In a second example, I found a wonderful interview at www.willemvanlancker.com/writing/paula-scher-interview that contained an article with designer, Paula Scher. Most people in the design world are familiar with Scher and know that she’s become known for her hand-crafted approach to typography. What I liked most about this article is her honesty and thoughtfulness regarding the craft of design. I’d recommend reading it in full at the link above.
In considering both of these designers, I’d say that the benefits of avoiding mainstream technology would be that the work I create becomes a truly original design that is the result of my own ideas and artistic ability. In other words, I’m not reliant upon what the computer can do. I’m not thinking of ideas based on tools I’ve learned how to use in Photoshop or Illustrator. I’m designing based on ideas. As I may have mentioned before, much of my past work has felt cold and emotionless (even when using textured backgrounds, warm colors, and script fonts). Those results prove that many times, there’s no substitute for creating work by hand.

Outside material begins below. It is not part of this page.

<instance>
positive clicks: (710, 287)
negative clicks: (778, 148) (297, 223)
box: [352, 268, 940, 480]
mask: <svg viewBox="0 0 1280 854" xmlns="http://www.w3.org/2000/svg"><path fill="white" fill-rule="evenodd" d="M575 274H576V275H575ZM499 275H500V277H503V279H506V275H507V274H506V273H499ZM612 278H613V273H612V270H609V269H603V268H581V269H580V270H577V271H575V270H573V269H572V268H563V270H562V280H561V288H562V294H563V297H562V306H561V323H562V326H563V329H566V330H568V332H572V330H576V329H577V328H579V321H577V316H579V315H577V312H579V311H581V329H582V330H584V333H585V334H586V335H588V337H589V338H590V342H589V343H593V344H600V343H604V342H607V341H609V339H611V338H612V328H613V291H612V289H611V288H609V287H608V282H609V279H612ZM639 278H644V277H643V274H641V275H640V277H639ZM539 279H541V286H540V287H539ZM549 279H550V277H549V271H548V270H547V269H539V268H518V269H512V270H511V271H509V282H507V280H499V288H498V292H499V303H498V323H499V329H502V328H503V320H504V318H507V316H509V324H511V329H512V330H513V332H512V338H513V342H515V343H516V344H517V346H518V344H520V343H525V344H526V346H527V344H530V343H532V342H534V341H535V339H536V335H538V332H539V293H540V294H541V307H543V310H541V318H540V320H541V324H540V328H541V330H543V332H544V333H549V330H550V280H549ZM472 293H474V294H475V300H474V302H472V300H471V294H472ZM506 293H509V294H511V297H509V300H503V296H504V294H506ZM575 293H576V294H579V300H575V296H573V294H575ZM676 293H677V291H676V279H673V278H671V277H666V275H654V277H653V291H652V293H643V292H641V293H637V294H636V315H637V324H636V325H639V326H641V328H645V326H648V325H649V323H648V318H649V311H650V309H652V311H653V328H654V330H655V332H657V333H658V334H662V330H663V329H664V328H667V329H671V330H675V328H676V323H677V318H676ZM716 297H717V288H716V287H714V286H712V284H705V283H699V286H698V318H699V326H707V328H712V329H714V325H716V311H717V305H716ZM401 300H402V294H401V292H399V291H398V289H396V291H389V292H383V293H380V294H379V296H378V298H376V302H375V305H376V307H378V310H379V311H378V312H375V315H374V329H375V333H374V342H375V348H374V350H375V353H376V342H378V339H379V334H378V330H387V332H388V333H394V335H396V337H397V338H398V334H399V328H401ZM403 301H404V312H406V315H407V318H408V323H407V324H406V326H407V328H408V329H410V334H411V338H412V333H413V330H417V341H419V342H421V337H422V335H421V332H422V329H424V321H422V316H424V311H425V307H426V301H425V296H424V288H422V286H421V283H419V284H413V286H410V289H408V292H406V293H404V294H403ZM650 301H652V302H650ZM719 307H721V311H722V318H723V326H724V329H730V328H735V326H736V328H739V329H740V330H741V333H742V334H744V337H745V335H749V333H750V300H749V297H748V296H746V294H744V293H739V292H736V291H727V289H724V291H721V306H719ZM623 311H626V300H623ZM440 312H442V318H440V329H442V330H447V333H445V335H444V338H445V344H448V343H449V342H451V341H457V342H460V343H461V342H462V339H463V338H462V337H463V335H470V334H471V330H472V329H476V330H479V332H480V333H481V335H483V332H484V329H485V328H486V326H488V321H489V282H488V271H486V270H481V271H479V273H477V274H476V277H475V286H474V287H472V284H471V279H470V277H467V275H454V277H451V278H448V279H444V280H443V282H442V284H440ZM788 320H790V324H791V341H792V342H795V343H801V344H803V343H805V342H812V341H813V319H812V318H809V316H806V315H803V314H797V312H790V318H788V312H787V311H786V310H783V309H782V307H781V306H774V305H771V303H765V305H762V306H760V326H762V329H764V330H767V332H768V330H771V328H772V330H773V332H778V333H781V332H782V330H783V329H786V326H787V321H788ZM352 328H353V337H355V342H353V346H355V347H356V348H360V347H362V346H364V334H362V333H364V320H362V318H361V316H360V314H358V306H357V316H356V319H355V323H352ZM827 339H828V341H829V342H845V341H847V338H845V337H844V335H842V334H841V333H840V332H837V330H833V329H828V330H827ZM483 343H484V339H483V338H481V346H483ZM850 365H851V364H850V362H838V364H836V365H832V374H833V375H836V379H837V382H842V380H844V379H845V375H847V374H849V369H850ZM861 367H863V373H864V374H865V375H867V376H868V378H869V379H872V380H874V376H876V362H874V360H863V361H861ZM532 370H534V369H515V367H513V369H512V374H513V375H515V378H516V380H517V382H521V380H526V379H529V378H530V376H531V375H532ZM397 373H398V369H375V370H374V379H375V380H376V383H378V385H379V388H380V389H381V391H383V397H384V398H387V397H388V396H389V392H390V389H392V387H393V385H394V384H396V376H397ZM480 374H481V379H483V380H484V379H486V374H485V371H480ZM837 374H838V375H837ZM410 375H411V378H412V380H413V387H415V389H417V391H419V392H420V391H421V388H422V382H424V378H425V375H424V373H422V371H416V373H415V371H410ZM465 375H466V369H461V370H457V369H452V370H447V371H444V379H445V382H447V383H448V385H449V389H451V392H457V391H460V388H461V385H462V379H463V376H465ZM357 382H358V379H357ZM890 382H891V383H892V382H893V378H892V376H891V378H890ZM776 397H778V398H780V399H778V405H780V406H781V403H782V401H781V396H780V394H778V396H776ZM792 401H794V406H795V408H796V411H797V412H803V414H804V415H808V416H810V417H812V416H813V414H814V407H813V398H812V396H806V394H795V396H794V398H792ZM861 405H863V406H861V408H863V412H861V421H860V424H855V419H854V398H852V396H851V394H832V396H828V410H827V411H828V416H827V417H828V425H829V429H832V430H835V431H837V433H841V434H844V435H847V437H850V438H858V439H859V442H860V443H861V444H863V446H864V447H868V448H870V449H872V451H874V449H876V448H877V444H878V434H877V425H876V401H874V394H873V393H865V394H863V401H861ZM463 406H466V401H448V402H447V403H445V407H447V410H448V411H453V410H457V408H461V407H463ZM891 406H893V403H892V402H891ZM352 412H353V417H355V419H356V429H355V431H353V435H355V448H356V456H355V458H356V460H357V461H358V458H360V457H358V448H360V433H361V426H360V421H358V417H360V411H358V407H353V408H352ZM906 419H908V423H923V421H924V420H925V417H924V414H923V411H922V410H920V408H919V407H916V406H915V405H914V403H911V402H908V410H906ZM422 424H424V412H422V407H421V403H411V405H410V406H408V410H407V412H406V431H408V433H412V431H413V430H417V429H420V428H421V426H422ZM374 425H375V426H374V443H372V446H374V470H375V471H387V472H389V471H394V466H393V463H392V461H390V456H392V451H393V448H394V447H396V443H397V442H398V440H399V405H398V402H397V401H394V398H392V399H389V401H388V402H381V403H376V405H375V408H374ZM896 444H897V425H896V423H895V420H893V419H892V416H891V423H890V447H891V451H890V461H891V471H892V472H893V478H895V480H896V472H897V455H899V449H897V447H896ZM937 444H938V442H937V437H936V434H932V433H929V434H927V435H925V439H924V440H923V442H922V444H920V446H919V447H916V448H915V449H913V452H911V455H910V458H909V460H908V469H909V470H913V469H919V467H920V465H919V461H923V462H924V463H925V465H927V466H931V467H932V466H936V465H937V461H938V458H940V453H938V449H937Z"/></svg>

In terms of craft, both artists found ways to create extremely successful designs. But what I loved about the Paula Scher interview was that she surprisingly defended the use of mainstream technology. She says,
“I mean I think that craft is there because as long as you can see and as long as you can make value judgements about things, that’s what craft is. Craft isn’t just you know cutting something with an X-acto knife and pulling it together, I mean I’m sitting with my team all the time making them craft the typography appropriately by closing up spaces and taking care that positioning is right and scale is right and the proportions of things are right. All of that matters because craft is at the heart of everything. So if you think well but you don’t craft it appropriately its going to look like crap-ola. What always happens with technology, traditionally, and what will continue to happen is that the first guys on it are the technological geeks and they have bad design skills so everything looks like holy hell until the designers get out of their fear of the thing and they get on it and all of a sudden its craft again. So craft does not go away.”
I love that. No matter what the tool is, craft is how closely we pay attention to details. How much we care about our art.
As for my experiences, particularly as I worked on my last project for class, I’d say that Scher’s words certainly ring true. For me, the example would be reversed as I moved away from the computer (my comfort zone) to a hand-crafted approach. As I tasked myself with creating type by hand, I had to think about spaces and positioning and scale.
So, whether it’s using the kerning tools available in InDesign’s character panel, or working with string, craft is about care and concern for minute details. It’s about aesthetics.
After reading the articles mentioned above, I’m more inspired than ever to seek out opportunities to create unconventional designs. Perry and Scher’s work has an energy and personality to it that much of my previous work has lacked. As I move ahead as a designer, I anticipate my work growing as I embrace a new way of working and thinking.